Magnetic Turbulence Boosts Supernova Signals of Axion-Photon Conversion

TL;DR

This paper demonstrates that small-scale turbulent magnetic fields significantly enhance axion-photon conversion signals from supernovae, improving constraints on axion couplings by up to two orders of magnitude.

Contribution

It introduces the impact of turbulent magnetic fields on axion-photon conversion, extending sensitivity to larger axion masses and improving existing constraints.

Findings

Turbulent magnetic fields boost axion-photon conversion signals.

Sensitivity to axion couplings is improved by up to two orders of magnitude.

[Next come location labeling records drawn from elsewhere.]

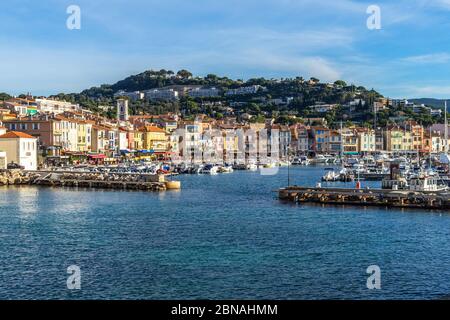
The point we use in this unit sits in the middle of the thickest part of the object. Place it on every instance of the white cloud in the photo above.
(434, 58)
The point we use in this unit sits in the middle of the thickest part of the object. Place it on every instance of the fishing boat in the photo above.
(225, 169)
(209, 169)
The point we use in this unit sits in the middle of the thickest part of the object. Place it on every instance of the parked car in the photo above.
(13, 165)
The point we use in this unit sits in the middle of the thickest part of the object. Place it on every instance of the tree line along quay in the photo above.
(186, 118)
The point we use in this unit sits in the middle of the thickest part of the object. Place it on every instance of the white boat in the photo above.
(225, 169)
(331, 176)
(320, 159)
(269, 165)
(300, 161)
(209, 169)
(426, 183)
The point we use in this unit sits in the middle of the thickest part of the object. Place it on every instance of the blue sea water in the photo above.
(220, 237)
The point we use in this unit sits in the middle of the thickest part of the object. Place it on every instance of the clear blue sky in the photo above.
(328, 39)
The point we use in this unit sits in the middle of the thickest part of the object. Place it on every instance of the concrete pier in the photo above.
(367, 197)
(144, 182)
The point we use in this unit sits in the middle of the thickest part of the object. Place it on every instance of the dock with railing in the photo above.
(367, 197)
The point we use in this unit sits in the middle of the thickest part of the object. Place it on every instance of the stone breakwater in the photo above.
(17, 177)
(88, 180)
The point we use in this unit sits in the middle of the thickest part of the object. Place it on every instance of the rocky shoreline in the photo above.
(87, 180)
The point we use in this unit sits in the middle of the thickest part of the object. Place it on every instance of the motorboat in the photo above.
(209, 169)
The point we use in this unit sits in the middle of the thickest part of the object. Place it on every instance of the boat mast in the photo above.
(342, 147)
(446, 128)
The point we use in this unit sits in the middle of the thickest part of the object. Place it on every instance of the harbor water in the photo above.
(222, 236)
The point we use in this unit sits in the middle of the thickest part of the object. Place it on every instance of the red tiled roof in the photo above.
(15, 135)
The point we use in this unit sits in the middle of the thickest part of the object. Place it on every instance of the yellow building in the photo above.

Turbulence likely affects other astrophysical axion searches.

Abstract

Magnetic fields between a supernova (SN) and Earth convert axions into gamma rays. The absence of such a signal in coincidence with SN 1987A neutrinos, using the coherent Milky Way field, provides well-studied constraints on $g_{ap}\times g_{a\gamma}$ (axion-proton times axion-photon couplings) and on $g_{a\gamma}$ alone. We show that the small-scale power of the turbulent magnetic field component boosts axion-photon conversion and, crucially, extends sensitivity to larger masses. The turbulent field components of the Milky Way and of the Large Magellanic Cloud (hosting SN 1987A) yield improvements of up to two orders of magnitude in $g_{ap}\times g_{a\gamma}$. Turbulence should likely impact the sensitivity of other searches based on other axion-photon conversion sites, such as starburst galaxies.